The end result for now is that this decision represents a potential tightening of the prudent fiduciary standards that govern ERISA plan sponsors. While the decision is somewhat troubling in that it places more stringent standards on plan fiduciaries, it also highlights the importance of maintaining and documenting substantive and thorough fiduciary procedures. The 4th Circuit’s holding here is relevant for not only company stock funds in qualified retirement plans (certainly after Dudenhoeffer’s levelling of company stock funds with any other plan investment offering), but potentially for all other investment holdings.

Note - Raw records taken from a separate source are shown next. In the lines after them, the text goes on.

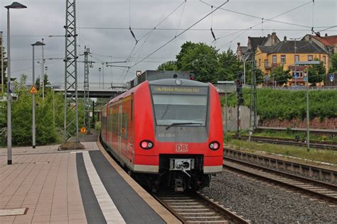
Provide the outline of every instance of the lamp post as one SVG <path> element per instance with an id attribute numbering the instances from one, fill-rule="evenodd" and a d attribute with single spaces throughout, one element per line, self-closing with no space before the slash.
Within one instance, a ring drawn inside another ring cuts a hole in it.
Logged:
<path id="1" fill-rule="evenodd" d="M 27 6 L 14 1 L 7 9 L 7 164 L 11 164 L 11 32 L 9 28 L 9 9 L 25 9 Z"/>
<path id="2" fill-rule="evenodd" d="M 43 43 L 43 38 L 42 38 L 42 101 L 45 101 L 45 59 L 44 59 L 44 51 L 43 51 L 43 46 L 46 44 Z"/>
<path id="3" fill-rule="evenodd" d="M 100 84 L 100 89 L 101 89 L 101 68 L 100 67 L 98 68 L 98 72 L 100 72 L 100 82 L 99 82 L 99 84 Z"/>
<path id="4" fill-rule="evenodd" d="M 309 123 L 309 65 L 319 65 L 319 61 L 308 61 L 308 62 L 295 62 L 295 65 L 306 65 L 306 150 L 310 150 L 310 123 Z"/>
<path id="5" fill-rule="evenodd" d="M 45 44 L 36 41 L 36 43 L 31 45 L 33 46 L 33 86 L 35 84 L 35 55 L 34 55 L 34 47 L 35 46 L 44 46 Z M 32 135 L 33 135 L 33 148 L 34 149 L 36 146 L 36 128 L 35 128 L 35 94 L 33 94 L 33 101 L 32 101 L 32 110 L 33 110 L 33 126 L 32 126 Z"/>
<path id="6" fill-rule="evenodd" d="M 1 54 L 1 92 L 4 93 L 4 53 L 2 50 L 2 45 L 3 45 L 3 36 L 2 36 L 2 31 L 0 31 L 0 41 L 1 41 L 1 45 L 0 48 L 0 54 Z"/>

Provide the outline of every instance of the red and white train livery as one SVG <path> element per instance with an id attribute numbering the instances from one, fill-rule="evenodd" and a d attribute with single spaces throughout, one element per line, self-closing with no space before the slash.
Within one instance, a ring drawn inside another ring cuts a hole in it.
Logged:
<path id="1" fill-rule="evenodd" d="M 107 150 L 151 189 L 198 189 L 223 169 L 221 108 L 211 84 L 146 81 L 107 103 L 101 122 Z"/>

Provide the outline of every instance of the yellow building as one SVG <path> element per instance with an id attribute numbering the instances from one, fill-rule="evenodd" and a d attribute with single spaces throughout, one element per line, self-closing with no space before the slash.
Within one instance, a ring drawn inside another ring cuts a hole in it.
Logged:
<path id="1" fill-rule="evenodd" d="M 295 47 L 296 45 L 296 47 Z M 295 52 L 296 50 L 296 52 Z M 307 62 L 319 60 L 328 69 L 328 54 L 316 43 L 309 40 L 287 40 L 272 46 L 258 46 L 255 52 L 256 67 L 265 75 L 272 76 L 272 69 L 283 66 L 284 70 L 290 70 L 295 74 L 295 60 L 296 62 Z M 304 66 L 296 66 L 296 75 L 299 83 L 303 82 Z"/>

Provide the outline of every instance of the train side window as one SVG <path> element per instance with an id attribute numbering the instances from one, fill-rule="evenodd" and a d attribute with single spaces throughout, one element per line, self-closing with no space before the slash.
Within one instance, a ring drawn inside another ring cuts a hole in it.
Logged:
<path id="1" fill-rule="evenodd" d="M 132 123 L 132 114 L 134 114 L 134 100 L 131 101 L 131 117 L 130 117 L 131 123 Z"/>
<path id="2" fill-rule="evenodd" d="M 122 114 L 122 135 L 124 138 L 127 138 L 127 128 L 128 128 L 128 120 L 129 120 L 129 115 L 127 113 L 124 113 Z"/>

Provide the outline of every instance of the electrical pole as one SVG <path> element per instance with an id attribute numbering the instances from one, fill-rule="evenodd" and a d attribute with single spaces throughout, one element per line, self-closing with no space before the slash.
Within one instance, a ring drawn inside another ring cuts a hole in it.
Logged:
<path id="1" fill-rule="evenodd" d="M 248 52 L 247 57 L 243 58 L 243 84 L 246 84 L 246 61 L 250 57 L 250 52 Z"/>
<path id="2" fill-rule="evenodd" d="M 297 48 L 297 47 L 296 47 L 296 39 L 299 39 L 299 38 L 290 38 L 290 40 L 294 40 L 294 42 L 295 42 L 294 47 L 294 61 L 295 61 L 294 79 L 295 79 L 295 86 L 296 86 L 296 81 L 297 81 L 297 76 L 296 74 L 296 49 Z"/>
<path id="3" fill-rule="evenodd" d="M 306 69 L 306 150 L 310 150 L 310 127 L 309 127 L 309 65 Z"/>
<path id="4" fill-rule="evenodd" d="M 88 127 L 88 130 L 90 130 L 90 124 L 89 124 L 89 119 L 86 119 L 88 117 L 87 114 L 89 113 L 89 108 L 90 106 L 88 105 L 89 103 L 89 60 L 88 60 L 88 55 L 90 53 L 90 50 L 85 47 L 85 75 L 84 75 L 84 117 L 83 117 L 83 124 L 85 127 Z"/>
<path id="5" fill-rule="evenodd" d="M 78 139 L 78 101 L 77 67 L 77 33 L 75 0 L 66 0 L 64 130 L 69 137 L 74 134 Z M 75 94 L 70 94 L 75 90 Z M 75 126 L 75 127 L 74 127 Z"/>
<path id="6" fill-rule="evenodd" d="M 250 86 L 250 132 L 248 141 L 250 141 L 250 137 L 252 136 L 254 130 L 257 127 L 257 114 L 256 114 L 256 105 L 257 105 L 257 91 L 256 91 L 256 69 L 255 64 L 252 62 L 252 85 Z M 274 74 L 273 74 L 274 77 Z"/>
<path id="7" fill-rule="evenodd" d="M 43 43 L 43 38 L 42 38 L 42 43 Z M 44 49 L 42 45 L 42 101 L 45 100 L 45 59 L 44 59 Z"/>
<path id="8" fill-rule="evenodd" d="M 102 82 L 103 82 L 103 89 L 104 89 L 104 62 L 102 63 Z"/>
<path id="9" fill-rule="evenodd" d="M 237 137 L 241 137 L 240 133 L 240 106 L 243 103 L 242 97 L 242 72 L 237 74 L 236 83 L 236 93 L 237 96 Z"/>
<path id="10" fill-rule="evenodd" d="M 0 43 L 1 43 L 1 49 L 0 49 L 0 54 L 1 54 L 1 92 L 4 93 L 4 50 L 2 47 L 2 31 L 0 31 Z"/>

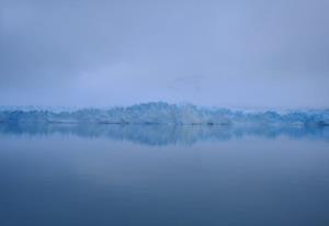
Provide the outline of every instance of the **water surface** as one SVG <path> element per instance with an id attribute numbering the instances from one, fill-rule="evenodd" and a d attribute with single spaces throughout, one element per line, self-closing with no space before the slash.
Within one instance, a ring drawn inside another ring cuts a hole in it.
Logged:
<path id="1" fill-rule="evenodd" d="M 0 225 L 329 225 L 327 128 L 2 125 Z"/>

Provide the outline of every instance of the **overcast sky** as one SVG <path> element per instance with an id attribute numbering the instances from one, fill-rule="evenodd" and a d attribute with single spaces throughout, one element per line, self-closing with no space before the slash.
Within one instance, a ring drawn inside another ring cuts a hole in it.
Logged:
<path id="1" fill-rule="evenodd" d="M 0 105 L 329 108 L 328 0 L 0 0 Z"/>

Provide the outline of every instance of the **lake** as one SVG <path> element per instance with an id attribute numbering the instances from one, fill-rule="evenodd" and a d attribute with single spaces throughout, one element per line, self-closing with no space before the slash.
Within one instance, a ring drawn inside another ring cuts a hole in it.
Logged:
<path id="1" fill-rule="evenodd" d="M 328 127 L 0 125 L 0 225 L 328 226 Z"/>

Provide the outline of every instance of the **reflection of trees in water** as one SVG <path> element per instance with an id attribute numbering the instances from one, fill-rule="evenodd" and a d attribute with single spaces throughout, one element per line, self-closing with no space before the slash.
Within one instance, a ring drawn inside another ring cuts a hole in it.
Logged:
<path id="1" fill-rule="evenodd" d="M 245 136 L 316 138 L 329 140 L 327 126 L 230 126 L 230 125 L 118 125 L 118 124 L 0 124 L 1 134 L 77 135 L 107 137 L 146 145 L 194 144 L 198 140 L 228 140 Z"/>

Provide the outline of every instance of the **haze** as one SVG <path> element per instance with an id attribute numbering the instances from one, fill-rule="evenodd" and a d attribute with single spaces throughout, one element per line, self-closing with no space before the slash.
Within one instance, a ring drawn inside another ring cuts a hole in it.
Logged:
<path id="1" fill-rule="evenodd" d="M 329 1 L 0 0 L 0 105 L 329 108 Z"/>

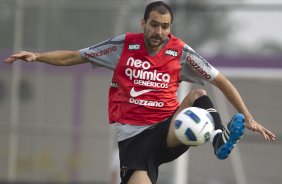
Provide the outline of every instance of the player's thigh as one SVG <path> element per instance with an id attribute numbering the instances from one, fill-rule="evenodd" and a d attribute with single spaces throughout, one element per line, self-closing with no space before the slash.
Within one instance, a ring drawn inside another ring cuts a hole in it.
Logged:
<path id="1" fill-rule="evenodd" d="M 147 171 L 136 170 L 131 175 L 127 184 L 152 184 Z"/>
<path id="2" fill-rule="evenodd" d="M 181 112 L 183 109 L 192 107 L 194 101 L 198 99 L 199 97 L 206 95 L 206 91 L 203 89 L 195 89 L 192 90 L 181 102 L 179 108 L 177 111 L 174 113 L 174 116 L 170 122 L 170 127 L 168 130 L 168 135 L 167 135 L 167 146 L 168 147 L 175 147 L 180 145 L 181 143 L 178 141 L 178 139 L 175 136 L 174 133 L 174 119 L 175 117 Z"/>

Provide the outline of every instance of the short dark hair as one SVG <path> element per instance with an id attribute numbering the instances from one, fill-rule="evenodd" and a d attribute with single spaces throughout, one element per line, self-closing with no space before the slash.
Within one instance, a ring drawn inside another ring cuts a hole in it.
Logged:
<path id="1" fill-rule="evenodd" d="M 151 11 L 158 11 L 162 15 L 166 14 L 167 11 L 168 11 L 169 14 L 170 14 L 171 23 L 172 23 L 172 21 L 173 21 L 173 13 L 172 13 L 172 10 L 171 10 L 170 6 L 168 4 L 166 4 L 165 2 L 163 2 L 163 1 L 155 1 L 155 2 L 152 2 L 152 3 L 148 4 L 146 6 L 145 13 L 144 13 L 144 20 L 145 20 L 145 22 L 147 22 L 147 20 L 149 18 L 149 14 L 151 13 Z"/>

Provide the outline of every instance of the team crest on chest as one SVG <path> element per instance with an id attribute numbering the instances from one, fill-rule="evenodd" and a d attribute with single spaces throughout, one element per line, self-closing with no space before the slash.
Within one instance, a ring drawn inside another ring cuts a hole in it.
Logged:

In addition, in the context of plans or entities that undergo a merger, the holding here will be very relevant for any plans that retain prior company stock after a transaction.
It is worth noting that this remand decision was by a 4th Circuit panel of three judges and it is very likely that RJR will appeal for an en banc rehearing before the full 4th Circuit Court of Appeals, so we have not heard the final say of the 4th Circuit on this matter. Until then, it remains to be seen how or if this decision might be interpreted by other Circuit Courts. Nonetheless, the current posture adopted here could be seen as pushing the fiduciary standard higher for retirement plan fiduciaries – requiring not just the evaluation of whether any prudent fiduciary could have taken an action, but rather an evaluation of whether a prudent fiduciary would more likely than not have taken the action. Particularly for plan sponsors and fiduciaries of plans with employer stock attempting to cope with the aftermath of the Supreme Court’s Dudenhoeffer decision, this adds another layer of complexity when trying to decide how to evaluate or change company stock fund holdings.